Of the factors that affect the quality of one's teaching, I know of few as powerful as the teacher’s understanding of the content being taught. When we deeply know what we’re teaching — whether it's language conventions or solving equations or phonemic awareness or how to shoot a basketball — we’re more likely to teach it well, to use apt analogies, to check for understanding and so on.
On the other hand, when our understanding is vague, incomplete, or superficial, we’ll bumble through the teaching — and our students will scratch their heads.

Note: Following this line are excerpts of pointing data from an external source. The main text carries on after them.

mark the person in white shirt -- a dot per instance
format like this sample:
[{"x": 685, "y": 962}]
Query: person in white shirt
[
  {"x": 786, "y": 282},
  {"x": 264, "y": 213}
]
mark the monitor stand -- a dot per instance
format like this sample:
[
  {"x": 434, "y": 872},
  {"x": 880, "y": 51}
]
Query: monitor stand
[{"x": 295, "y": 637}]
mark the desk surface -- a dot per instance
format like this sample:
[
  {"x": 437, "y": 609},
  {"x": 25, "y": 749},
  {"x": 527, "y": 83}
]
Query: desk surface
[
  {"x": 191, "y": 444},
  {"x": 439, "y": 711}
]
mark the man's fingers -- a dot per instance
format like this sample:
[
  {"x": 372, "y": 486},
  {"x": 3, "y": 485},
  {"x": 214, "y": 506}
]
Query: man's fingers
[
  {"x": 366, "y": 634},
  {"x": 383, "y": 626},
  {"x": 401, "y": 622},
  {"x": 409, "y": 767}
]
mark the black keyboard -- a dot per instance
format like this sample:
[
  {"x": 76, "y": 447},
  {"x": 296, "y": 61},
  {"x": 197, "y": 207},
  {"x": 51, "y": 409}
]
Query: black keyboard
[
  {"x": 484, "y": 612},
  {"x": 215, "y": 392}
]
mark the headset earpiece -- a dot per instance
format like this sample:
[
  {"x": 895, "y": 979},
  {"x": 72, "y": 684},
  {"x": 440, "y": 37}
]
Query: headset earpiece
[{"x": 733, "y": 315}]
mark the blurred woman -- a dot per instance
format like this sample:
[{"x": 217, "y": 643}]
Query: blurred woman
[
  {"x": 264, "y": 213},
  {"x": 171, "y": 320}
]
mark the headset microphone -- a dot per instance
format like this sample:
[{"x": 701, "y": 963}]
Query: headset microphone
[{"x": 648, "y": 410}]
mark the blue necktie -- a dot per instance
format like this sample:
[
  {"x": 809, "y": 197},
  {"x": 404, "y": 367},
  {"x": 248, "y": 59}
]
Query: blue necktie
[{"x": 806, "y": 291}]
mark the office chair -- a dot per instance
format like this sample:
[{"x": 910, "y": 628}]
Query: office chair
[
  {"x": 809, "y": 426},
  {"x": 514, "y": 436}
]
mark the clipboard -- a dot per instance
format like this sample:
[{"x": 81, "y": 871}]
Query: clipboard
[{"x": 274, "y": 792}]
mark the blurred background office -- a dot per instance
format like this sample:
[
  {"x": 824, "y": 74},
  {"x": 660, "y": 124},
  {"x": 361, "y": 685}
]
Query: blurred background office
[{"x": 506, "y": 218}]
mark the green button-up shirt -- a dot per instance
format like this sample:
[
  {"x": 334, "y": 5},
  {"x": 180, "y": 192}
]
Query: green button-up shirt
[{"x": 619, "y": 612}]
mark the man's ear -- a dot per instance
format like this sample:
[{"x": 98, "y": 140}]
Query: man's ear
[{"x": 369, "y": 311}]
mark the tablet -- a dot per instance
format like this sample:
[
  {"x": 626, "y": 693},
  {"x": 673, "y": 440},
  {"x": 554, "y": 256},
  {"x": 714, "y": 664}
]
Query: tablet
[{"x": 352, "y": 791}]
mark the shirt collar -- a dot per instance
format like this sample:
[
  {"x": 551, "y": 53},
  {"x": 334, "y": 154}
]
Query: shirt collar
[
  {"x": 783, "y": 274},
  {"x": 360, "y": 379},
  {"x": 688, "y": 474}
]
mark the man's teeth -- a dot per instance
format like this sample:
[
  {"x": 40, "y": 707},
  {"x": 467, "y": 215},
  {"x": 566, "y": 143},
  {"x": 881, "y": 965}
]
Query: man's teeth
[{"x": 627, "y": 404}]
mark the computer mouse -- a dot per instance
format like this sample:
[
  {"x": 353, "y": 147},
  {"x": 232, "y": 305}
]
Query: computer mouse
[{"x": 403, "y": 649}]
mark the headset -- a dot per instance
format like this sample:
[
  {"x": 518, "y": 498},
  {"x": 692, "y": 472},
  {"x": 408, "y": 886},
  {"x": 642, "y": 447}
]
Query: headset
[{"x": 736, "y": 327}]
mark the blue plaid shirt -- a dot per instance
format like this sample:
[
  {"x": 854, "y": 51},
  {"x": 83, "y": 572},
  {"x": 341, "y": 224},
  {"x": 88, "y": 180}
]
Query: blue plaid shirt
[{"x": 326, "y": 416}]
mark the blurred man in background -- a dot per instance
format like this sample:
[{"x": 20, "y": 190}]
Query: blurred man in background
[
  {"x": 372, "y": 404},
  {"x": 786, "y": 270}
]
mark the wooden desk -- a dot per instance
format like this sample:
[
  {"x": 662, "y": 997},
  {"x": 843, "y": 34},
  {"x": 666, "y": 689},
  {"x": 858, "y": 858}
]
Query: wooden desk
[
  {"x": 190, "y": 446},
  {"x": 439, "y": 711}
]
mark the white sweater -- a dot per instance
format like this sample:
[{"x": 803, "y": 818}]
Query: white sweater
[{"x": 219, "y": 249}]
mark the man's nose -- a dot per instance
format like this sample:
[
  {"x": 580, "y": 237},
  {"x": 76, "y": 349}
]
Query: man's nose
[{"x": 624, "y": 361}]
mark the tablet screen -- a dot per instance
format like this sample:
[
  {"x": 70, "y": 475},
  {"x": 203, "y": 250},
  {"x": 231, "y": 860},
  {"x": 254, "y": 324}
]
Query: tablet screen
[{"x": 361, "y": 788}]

In 2004, researchers Anthony J. and Mary Dekonty Applegate dubbed this idea the Peter Effect, based on a line in the Bible's book of Acts where Peter tells a beggar that he can’t give money because he doesn’t have any. In the paper, the Applegates argue that teachers who do not read for enjoyment themselves are unlikely to produce a recreational reading life in their students. We cannot give what we don't have. We can teach well only from that which we understand well. The Peter Effect.
In a later paper, researchers at Texas A&M and elsewhere demonstrated that the Peter Effect applies to teacher preparation, too. These researchers showed that when educators participated in a training on research-based reading instruction (called “the science of reading” in Education Week’s recent “Getting Reading Right” report and in previous reporting by Emily Hansford at APM), their students ended up performing better on the state reading assessment than both their peers and the educators who hadn’t gone through the research-based reading instruction training.

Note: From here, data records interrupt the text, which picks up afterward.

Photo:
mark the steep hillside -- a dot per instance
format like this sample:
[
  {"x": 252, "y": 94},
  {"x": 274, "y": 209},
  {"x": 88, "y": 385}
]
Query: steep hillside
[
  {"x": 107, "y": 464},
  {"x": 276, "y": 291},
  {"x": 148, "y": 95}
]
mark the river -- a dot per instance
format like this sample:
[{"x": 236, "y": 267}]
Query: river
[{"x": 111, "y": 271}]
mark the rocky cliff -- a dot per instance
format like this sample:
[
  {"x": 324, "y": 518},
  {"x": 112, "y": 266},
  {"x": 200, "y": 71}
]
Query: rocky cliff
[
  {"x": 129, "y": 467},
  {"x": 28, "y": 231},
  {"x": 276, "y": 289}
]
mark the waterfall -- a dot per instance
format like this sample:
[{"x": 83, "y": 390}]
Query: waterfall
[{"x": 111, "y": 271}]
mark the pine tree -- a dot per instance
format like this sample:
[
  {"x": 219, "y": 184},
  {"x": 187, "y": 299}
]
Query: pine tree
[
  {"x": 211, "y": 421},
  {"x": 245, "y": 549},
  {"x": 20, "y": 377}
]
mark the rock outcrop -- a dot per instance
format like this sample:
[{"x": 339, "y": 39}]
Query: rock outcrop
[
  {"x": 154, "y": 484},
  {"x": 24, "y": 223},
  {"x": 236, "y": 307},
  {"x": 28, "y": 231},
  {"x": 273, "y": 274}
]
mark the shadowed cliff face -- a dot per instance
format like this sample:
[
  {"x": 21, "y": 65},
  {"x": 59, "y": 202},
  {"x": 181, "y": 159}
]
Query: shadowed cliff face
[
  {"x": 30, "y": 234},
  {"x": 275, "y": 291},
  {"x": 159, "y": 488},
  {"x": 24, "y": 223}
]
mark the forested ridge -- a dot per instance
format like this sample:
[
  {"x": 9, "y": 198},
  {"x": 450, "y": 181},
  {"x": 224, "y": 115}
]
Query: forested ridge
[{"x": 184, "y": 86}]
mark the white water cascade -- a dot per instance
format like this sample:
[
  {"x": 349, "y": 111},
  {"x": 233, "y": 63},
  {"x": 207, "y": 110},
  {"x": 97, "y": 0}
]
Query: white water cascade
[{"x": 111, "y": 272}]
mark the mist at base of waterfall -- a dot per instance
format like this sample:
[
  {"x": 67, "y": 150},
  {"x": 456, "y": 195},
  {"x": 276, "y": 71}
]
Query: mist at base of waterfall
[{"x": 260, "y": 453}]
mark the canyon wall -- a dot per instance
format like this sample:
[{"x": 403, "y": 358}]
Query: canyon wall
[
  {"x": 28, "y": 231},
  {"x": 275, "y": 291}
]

Both papers demonstrate how important teacher understanding is. They allege that even when we teachers have great intentions and even when we put forth massive effort, we can persist in poor outcomes when our understanding is weak. That second paper's chief finding bears repeating: teacher prep educators scored worse on a reading assessment than teacher prep students who had been taught by more knowledgeable teacher prep educators.
What the Peter Effect suggests is that our professional development must focus not just on teacher skills but on teacher knowledge. For whatever reason, new teachers in the United States do not possess strong content knowledge and strong knowledge of the cognitive science of learning. And so, our professional development must focus on systematically remediating for these things.